Characterization and interactions between piperine and ezetimibe in their Anti-hyperlipidemic efficacy using Biopharmaceutics and Pharmacokinetics.

Abstract

Background: Piperine, a secondary metabolite, affects the antihyperlipidemic effect of Ezetimibe (EZ). Hyperlipidemia is one of the independent risk factors for cardiovascular disorders such as atherosclerosis. Antihyperlipidemic drugs are essential for reducing cardiovascular events and patient mortality. Our study aimed to improve the solubility of EZ, a lipid-lowering drug that belongs to BCS II and has low solubility. Piperine, a bioenhancer, can increase the bioavailability of other pharmaceuticals without modifying their fundamental characteristics or enhancing their efficacy. The objective of this study was to increase the bioavailability of EZ while also improving its potency and reducing its toxicity by using piperine as a bioenhancer. Therefore, rats were given piperine combined with EZ, and their antihyperlipidemic activity was assessed while fed a high-fat diet.

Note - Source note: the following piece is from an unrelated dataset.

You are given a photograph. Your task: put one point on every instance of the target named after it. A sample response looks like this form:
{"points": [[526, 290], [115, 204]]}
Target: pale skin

Method: The in vivo antihyperlipidemic effect of EZ with piperine was assessed at doses of 10 and 5-20 mg/kg b.w. The evaluation was conducted using propylthiouracil-induced and triton X-100-induced hyperlipidemia in rats. Give 400 mg/kg body weight of propylthiouracil along with piperine. Serum levels of total cholesterol (TC) (p < 0.01), triglycerides (TG) (p < 0.01), low-density lipoprotein (LDL) (p < 0.01), and very low-density lipoprotein (VLDL) (p < 0.01) all went up significantly. Additionally, it led to the induction of high-density lipoprotein (HDL) (p < 0.01). Administration of Triton X-100 via intraperitoneal injection at a single dose resulted in an elevation of lipid levels.

Results: Lower levels of high-density lipoprotein (LDL), total cholesterol (TC), triglycerides (TG), and very low-density lipoprotein (VLDL) were significantly reduced by EZ at 10 mg/kg b.w. and piperine at 20 mg/kg b.w., respectively (p < 0.01 and p < 0.05). Liver histology studies provided further evidence supporting the present findings. Areas of concentrated periportal lymphocytes and hepatocytes formed a cord pattern in rats with hyperlipidaemia. It seemed like the hepatocytes, periportal area, and centrilobular part of the liver were all normal in the group who had the treatment. An analysis of the EZ plasma drug concentration with time was carried out in a research. The medication's most effective concentration (Cmax) was determined to be within 4 h after delivery, and The quantified concentration of the active medication was detectable in the bloodstream for 24 h.

Conclusion: In combination with piperine, EZ has demonstrated significant antioxidant and antihyperlipidemic effects. This indicates that EZ could be further utilised for treating hyperlipidemia and atherosclerosis due to its potential to boost the bioavailability and oral absorption of the drug.